The pandemic was the main cause that forced to accelerate the digitization of some banking processes in Latin America, towards a more agile, flawless and digital model.
If something is going to reveal the digital transformation, it is who are the leaders capable of promoting something that already exists, but in a different way before their consumers.
The habits of a bank's clients have changed: they no longer want to be passive actors in their finances, on the contrary, they seek to be proactive, having the power of decision in their hand.
Their experience of tedious, complex and not very transparent interactions have made them look for alternatives to traditional banking, a space that FinTech took advantage of to stand out in the market.
"Not only have they had to adjust to allow what was previously unthinkable, but there is pressure between regulators, or a kind of ' transformation competition ' " , says the Director of Digital Transformation and Business Strategy Bac & Asociados, Fernán Gallegos.
Under this scenario, banks will have to take advantage of the business opportunities offered by the new digital era , placing the customer as the center of their strategy, entering into a FinTech logic focused on the experience of a sophisticated, volatile and demanding customer who wants solutions. fast and flexible.
"The advantage of Fintech companies, from the beginning, was to be able to provide financial services in a more agile, digital, less expensive way and with a generally more memorable experience," Gallegos said.
However, one of the biggest challenges for banks is to develop a platform robust enough to allow users to acquire all the services offered on their physical platform in a virtual way.
Process reengineering: because it will be useless to increase the use of technologies if your processes are not agile enough to adapt to digital transformation.
However, when we refer to this we are not referring to a before and after, but rather to a sustained change focused on the client and its timely solutions. We are at a time in history where the user has greater decision-making capacity, more information and possibilities to choose .
The bank must seek new models, new services, new physical-digital connection platforms, taking advantage of technology to save costs, streamline processes, provide security by delivering value to the customer.

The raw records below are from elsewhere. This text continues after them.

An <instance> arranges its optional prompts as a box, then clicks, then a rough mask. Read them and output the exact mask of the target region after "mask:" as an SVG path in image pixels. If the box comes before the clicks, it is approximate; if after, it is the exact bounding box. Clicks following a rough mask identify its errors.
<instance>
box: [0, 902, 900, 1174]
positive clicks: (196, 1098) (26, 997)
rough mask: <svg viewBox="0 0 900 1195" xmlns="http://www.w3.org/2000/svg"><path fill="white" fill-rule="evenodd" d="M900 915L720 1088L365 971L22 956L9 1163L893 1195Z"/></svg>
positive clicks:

Better decisions based on data : Technologies such as Big Data allow banks to base their decisions on the data available to their customers. "As the FinTechs maturity process evolved, they realized that they suffer from something that traditional banks have and that is even more valuable: DATA, " Gallegos emphasized.
This allows them to have information about what their customers buy, where they travel, their tastes, which they can take advantage of to make personalized predictions and recommendations for each user.
Making data a profitable, clear, transparent and non-invasive business is the future for banking by improving decision making through the intelligent use of data.
Cybersecurity: many traditional financial institutions have not been able to provide an efficient response to users who have experienced vulnerability to the security of their accounts, leading to scams and financial damage. As if that were not enough, the response of the entities to resolve these disputes is not necessarily quick and satisfactory for customers.
To change this they will need a strategic perspective , adequate resources, and an integrated operating model to manage operational risk effectively.
In addition, they must reduce dependence on physical offices , which will translate into cost reduction, allowing them to offer a lower cost per transaction to their customers in their mobile applications.
"A highly regulated system is difficult to adapt as easily as one would like, however, COVID has accelerated the need to adopt new ways of operating financial services and regulators are no exception," concluded Gallegos.